Desarrollar la paciencia se trata de trabajar un hábito de tolerancia. Es una actitud que nos lleva a soportar contratiempos y dificultades para conseguir el bien, desarrollando virtudes para no afectar a otros.

Si estas acostumbrado a estresarte por cosas que no pueden cambiar, tómate un respiro profundo y piensa en qué puedes mejorar que esté a tu alcance. La clave está en saber controlar tus emociones, en el trabajo hay situaciones que son inevitables, debemos de aclarar los conflictos con paciencia y buena voluntad para llegar a la solución.

Pasos para trabajar la paciencia

La paciencia es algo que se desarrolla, es un estado mental que puede variar según la situación, las personas y el tipo de conflicto que enfrentemos.

Normalmente, queremos que todo ocurra en la inmediatez, pero perdemos de vista que resolver las dificultades cotidianas de manera desesperada sólo brinda soluciones superficiales, te compartimos a continuación 5 pasos que te ayudaran a trabajar tu paciencia:

  1. Detectar que es lo que te hace perder la paciencia:

Autoanalízate y determina cuáles son aquellas cosas o situaciones que te generan esta sensación. Al conocer sus causas, tendrás más herramientas para enfrentarlas, combatirlas y, eventualmente, eliminarlas.

  • Reconoce que no tienes el control de todo:

Comprende que hay cosas que no puedes controlar y que ampararte en la queja constante o en el enojo por cuestiones que no están en tus manos no soluciona nada.

  • Disfruta del momento:

Date gustos como comprar o hacer tu comida preferida, escuchar música de tu agrado, mirar una película, disfrutar las pláticas con tus  amigos o simplemente tomarte un café. Concentra toda tu atención en el tiempo presente.

  •  Busca alternativas para descargar tu ansiedad:

Es importante que tu cuerpo y mente no acumulen ansiedad y estrés. Realiza algún tipo de ejercicio físico para generar bienestar corporal y prueba técnicas de respiración para liberar tensiones.
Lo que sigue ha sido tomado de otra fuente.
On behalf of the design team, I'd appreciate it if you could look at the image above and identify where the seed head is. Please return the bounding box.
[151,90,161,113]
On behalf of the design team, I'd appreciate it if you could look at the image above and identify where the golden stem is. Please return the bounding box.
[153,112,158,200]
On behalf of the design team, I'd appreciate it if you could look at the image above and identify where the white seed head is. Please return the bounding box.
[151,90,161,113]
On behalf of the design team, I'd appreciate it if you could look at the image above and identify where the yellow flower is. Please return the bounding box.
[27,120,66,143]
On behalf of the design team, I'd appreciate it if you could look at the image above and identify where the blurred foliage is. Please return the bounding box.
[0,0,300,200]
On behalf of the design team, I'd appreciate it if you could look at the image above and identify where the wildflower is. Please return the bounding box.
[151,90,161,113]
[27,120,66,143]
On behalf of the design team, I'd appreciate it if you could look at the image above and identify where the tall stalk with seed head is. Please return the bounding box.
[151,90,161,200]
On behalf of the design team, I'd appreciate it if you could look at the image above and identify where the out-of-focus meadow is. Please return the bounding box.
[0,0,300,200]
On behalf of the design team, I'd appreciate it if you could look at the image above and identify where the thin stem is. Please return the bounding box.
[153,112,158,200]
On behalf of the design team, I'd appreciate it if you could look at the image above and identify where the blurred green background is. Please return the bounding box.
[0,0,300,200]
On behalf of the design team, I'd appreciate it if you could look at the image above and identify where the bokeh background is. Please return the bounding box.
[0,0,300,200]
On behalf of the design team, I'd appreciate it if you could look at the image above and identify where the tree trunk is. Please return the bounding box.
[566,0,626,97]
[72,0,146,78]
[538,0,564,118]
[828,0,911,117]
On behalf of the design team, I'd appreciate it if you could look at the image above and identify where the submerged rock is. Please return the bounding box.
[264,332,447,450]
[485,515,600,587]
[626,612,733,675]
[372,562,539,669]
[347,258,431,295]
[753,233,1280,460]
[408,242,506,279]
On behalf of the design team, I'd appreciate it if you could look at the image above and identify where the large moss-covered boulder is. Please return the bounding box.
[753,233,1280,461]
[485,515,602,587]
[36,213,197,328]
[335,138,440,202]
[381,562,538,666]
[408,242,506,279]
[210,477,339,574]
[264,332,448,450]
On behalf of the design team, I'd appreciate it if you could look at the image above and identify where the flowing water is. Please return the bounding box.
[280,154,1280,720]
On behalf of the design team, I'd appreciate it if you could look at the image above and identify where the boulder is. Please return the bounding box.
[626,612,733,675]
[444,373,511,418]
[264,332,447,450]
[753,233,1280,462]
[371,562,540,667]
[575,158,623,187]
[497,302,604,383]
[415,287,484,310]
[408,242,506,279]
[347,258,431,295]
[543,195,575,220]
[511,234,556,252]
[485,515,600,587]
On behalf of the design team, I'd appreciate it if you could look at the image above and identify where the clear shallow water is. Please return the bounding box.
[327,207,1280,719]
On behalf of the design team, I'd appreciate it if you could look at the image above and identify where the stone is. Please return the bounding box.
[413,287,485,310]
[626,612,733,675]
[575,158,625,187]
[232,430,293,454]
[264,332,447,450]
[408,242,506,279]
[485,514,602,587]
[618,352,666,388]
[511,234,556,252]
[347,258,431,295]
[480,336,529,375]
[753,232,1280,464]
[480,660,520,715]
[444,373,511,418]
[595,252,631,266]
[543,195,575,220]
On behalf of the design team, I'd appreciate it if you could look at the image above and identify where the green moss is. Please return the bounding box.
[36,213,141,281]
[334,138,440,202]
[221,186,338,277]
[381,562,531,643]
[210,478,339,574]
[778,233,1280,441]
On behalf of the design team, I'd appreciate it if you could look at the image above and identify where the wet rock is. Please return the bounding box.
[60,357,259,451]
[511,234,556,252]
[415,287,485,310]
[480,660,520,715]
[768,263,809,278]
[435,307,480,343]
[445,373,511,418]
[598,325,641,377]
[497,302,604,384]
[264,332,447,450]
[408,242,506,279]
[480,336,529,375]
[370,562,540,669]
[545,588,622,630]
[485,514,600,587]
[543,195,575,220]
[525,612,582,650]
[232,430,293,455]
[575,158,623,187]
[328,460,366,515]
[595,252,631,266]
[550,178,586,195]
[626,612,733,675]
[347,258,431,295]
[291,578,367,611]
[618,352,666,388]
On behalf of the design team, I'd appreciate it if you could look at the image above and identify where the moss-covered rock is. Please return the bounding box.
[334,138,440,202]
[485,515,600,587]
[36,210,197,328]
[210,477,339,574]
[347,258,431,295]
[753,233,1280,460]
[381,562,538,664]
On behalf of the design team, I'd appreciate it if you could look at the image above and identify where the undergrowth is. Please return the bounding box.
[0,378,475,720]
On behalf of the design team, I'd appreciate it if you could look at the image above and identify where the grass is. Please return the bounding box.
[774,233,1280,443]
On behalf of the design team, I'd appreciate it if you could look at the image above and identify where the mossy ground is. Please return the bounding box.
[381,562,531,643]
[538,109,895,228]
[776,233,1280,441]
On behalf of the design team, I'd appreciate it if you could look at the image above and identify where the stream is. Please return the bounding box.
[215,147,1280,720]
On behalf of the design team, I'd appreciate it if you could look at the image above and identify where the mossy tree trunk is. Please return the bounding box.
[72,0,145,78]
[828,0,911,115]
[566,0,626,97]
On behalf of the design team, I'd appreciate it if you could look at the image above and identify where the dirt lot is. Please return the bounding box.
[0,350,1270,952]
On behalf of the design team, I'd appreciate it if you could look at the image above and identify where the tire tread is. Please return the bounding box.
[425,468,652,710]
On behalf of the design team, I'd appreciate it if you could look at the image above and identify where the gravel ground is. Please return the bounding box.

  • Ve el lado bueno de la impaciencia:

La impaciencia no tiene por qué ser exclusivamente negativa. La inquietud puede ser el impulso inicial que despierte un proceso creativo. Cada vez que te impaciente algo, deja volar tu imaginación a rincones inesperados.

¿Cuáles son los beneficios de la paciencia?

  1. Mejor visión y claridad a largo plazo:

Cuando la impaciencia te agobia solo tratamos de enfocarnos en resultados inmediatos y de corto plazo. Pensar y actuar con calma nos permite enfocarnos en objetivos más grandes, de mayor trascendencia y construir estrategias enfocadas.

  • Se desarrollan actitudes positivas:

Al sentirnos estresados el mal humor aparece, así como predisponernos a ver solo el lado negativo de las situaciones, por ejemplo, culpar a los demás. El actuar con paciencia nos da la oportunidad de visualizar y asumir actitudes positivas.

  • Mejora las relaciones personales:

Cada persona tiene sus ideas, puntos de vista y no necesariamente coinciden con los demás. Tener paciencia en el área laboral y personal, es también escuchar y comprender lo que los demás expresan y su postura.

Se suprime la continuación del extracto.